American Catholic prelate (born 1940)

Paul Gregory Bootkoski (born July 4, 1940) is an American prelate of the Catholic Church. Bootkoski served as bishop of the Latin Church Diocese of Metuchen in New Jersey from 2002 until March 8, 2016; he was replaced by Monsignor James Checchio. Bootkoski previously served as an auxiliary bishop of the Archdiocese of Newark in New Jersey from 1997 to 2002.

==Biography==

=== Early years ===
Paul Bootkoski was born in Newark, New Jersey on July 4, 1940, to Peter and Antoinette Bootkoski. He attended Our Lady Queen of Peace School in North Arlington, New Jersey, before continuing at St. Benedict's Preparatory School in Newark, New Jersey. After graduating from Seton Hall University in South Orange, New Jersey, with a degree in classical languages, Bootkoski entered Immaculate Conception Seminary at the university. He also received a Master of Education degree from Manhattan College in New York City.

=== Priesthood ===
On May 28, 1966, Bootkoski was ordained as a priest for the Archdiocese of Newark by Archbishop Thomas Boland. In 1980, Bootkoski was appointed assistant vice president for student affairs at Seton Hall. In 1983, He became pastor of St. Mary of the Assumption Parish in Elizabeth, New Jersey and was named by the Vatican as an honorary prelate with the title of monsignor in 1991.

=== Auxiliary Bishop of Newark ===
On July 8, 1997, Pope John Paul II appointed Bootkoski as an auxiliary bishop of Newark. He was consecrated by then Archbishop Theodore E. McCarrick on September 5, 1997, at the Cathedral Basilica of the Sacred Heart in Newark.

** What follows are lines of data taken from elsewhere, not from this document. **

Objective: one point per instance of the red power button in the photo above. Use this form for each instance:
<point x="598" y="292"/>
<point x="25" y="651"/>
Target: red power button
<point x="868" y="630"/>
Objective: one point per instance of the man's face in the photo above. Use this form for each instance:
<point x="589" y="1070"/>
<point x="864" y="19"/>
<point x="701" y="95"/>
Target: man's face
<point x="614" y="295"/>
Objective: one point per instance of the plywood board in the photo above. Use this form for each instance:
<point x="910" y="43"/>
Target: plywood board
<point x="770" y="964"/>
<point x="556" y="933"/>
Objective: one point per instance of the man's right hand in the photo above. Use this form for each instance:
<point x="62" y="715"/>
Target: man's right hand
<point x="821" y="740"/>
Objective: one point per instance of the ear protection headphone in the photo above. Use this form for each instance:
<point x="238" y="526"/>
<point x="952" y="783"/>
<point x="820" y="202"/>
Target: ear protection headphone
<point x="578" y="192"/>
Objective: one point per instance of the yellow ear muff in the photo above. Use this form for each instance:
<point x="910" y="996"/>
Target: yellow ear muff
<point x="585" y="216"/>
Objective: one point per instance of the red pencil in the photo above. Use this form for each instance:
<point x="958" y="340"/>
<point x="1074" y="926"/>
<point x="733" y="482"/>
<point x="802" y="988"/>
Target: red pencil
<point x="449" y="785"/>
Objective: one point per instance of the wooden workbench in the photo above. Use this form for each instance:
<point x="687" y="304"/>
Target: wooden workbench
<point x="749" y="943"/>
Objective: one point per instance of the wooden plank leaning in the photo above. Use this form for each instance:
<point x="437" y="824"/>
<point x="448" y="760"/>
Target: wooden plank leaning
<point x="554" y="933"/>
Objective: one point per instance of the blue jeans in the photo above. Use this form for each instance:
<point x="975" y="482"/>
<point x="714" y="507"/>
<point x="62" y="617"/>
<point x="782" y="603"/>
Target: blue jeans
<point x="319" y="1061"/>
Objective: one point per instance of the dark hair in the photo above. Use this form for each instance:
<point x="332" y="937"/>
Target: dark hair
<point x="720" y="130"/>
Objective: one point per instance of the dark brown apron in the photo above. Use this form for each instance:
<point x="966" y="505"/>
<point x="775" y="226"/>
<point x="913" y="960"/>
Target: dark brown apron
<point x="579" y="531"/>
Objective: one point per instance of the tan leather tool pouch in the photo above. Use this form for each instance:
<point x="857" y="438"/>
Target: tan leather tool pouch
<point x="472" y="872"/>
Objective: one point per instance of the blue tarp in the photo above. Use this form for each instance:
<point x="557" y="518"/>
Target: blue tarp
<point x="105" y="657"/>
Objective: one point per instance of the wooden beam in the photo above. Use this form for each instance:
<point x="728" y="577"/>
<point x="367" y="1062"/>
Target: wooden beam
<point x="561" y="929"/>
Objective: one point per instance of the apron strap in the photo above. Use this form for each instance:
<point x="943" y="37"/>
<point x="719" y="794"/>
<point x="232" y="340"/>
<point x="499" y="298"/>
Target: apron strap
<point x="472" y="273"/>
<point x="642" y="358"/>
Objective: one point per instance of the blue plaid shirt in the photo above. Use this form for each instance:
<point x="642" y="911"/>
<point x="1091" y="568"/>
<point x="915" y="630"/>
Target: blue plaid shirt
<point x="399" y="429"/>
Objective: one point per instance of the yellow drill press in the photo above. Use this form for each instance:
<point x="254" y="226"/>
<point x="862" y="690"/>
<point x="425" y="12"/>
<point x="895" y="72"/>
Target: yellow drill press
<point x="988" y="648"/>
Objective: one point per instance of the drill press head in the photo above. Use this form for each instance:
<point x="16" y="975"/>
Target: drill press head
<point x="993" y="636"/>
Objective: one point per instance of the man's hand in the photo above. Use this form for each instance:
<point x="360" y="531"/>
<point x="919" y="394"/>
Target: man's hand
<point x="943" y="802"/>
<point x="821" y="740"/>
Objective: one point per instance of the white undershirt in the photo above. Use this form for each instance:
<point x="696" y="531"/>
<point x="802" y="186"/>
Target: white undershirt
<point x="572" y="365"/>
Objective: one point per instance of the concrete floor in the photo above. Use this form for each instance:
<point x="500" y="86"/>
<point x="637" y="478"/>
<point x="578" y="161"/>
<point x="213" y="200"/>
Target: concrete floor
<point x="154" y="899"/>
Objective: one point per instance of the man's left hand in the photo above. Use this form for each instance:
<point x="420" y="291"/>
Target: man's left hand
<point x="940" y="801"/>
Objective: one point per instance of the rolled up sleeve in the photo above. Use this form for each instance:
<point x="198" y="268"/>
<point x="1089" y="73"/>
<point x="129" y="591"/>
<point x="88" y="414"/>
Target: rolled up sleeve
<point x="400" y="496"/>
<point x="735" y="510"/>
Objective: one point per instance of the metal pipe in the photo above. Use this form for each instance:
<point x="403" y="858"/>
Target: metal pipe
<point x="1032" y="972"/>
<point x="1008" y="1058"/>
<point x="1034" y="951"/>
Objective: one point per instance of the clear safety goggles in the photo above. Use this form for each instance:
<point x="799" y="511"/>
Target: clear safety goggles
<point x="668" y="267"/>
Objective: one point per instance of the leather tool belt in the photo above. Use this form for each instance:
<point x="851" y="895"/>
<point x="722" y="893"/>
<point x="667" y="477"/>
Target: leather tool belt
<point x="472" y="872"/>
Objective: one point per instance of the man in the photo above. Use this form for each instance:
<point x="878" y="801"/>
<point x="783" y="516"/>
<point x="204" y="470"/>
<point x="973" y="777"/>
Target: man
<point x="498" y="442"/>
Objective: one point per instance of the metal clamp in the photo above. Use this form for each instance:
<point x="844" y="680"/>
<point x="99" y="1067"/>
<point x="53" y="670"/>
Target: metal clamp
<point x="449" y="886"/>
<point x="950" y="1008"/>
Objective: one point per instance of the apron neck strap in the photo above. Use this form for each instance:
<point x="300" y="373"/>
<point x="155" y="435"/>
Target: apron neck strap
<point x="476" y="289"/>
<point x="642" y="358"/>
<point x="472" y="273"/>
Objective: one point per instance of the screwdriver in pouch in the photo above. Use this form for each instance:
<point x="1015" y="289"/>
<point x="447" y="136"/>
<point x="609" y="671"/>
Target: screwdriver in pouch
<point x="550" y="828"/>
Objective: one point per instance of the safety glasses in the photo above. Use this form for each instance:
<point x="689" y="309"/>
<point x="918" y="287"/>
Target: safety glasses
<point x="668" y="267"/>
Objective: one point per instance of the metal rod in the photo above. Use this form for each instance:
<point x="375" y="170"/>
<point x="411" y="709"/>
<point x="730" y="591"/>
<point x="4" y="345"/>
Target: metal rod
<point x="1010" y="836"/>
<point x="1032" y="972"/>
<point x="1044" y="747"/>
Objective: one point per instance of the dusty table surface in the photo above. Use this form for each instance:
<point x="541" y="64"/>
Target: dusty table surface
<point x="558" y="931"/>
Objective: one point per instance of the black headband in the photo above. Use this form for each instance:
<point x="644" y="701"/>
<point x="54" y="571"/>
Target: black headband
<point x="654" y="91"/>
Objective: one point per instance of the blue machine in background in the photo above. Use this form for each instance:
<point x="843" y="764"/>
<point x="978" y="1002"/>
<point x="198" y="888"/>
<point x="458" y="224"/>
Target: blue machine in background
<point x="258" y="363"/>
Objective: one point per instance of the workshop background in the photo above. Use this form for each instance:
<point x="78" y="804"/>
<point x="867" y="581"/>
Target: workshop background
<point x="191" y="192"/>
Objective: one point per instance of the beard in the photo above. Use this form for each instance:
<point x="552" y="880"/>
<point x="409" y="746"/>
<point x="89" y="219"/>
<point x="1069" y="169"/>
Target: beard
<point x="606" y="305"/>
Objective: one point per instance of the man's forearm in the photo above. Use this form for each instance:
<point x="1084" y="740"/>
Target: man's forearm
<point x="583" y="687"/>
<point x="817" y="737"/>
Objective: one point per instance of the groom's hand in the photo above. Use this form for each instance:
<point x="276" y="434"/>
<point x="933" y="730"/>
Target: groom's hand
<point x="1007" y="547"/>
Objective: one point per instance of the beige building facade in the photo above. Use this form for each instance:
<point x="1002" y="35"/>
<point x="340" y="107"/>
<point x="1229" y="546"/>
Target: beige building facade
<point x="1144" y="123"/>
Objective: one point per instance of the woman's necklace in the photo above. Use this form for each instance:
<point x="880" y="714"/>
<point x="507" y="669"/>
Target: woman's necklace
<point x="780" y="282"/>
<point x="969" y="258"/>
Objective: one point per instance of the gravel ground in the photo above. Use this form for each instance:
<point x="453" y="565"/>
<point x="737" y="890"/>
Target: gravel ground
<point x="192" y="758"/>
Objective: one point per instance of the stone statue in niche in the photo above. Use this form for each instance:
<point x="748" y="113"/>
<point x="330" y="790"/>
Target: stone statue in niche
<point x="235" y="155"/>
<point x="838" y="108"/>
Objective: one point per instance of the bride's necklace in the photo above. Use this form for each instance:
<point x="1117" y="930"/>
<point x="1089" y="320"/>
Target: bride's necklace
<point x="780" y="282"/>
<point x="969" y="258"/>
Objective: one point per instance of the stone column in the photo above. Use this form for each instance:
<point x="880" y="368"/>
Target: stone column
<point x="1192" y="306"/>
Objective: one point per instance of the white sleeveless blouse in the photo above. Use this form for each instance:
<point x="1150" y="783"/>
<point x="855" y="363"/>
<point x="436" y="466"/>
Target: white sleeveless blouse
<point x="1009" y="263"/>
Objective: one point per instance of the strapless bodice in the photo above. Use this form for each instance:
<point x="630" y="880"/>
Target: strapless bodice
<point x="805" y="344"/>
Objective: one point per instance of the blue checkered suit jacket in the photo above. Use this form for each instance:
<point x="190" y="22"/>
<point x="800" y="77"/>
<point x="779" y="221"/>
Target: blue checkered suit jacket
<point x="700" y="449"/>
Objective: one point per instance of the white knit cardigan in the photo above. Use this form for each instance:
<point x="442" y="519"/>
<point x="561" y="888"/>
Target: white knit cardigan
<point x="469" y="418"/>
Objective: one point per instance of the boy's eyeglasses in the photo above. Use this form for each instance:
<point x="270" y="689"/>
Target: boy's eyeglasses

Bootkoski became vicar general of the diocese and on January 5, 2001, diocesan administrator when McCarrick was appointed archbishop of the Archdiocese of Washington.

=== Bishop of Metuchen ===
On January 4, 2002, John Paul II appointed Bootkoski as the fourth bishop of Metuchen. He was installed on March 19, 2002.

On January 31, 2003, Bootkoski approved an $800,000 settlement to ten people who had alleged sexual abuse when they were minors by five diocesan priests. In 2005 and 2007, the Diocese of Metuchen and the Archdiocese of Newark paid financial settlements to two priests who had accused McCarrick of abuse. According to Cardinal Donald Wuerl, nobody from the Diocese of Metuchen informed him of these settlements, even after the retired McCarrick began living on the grounds of a seminary in the Archdiocese of Washington.

== Retirement ==
Having passed the normal retirement age of 75, Bootkoski's resignation as bishop of the Diocese of Metuchen was accepted by Pope Francis on March 8, 2016.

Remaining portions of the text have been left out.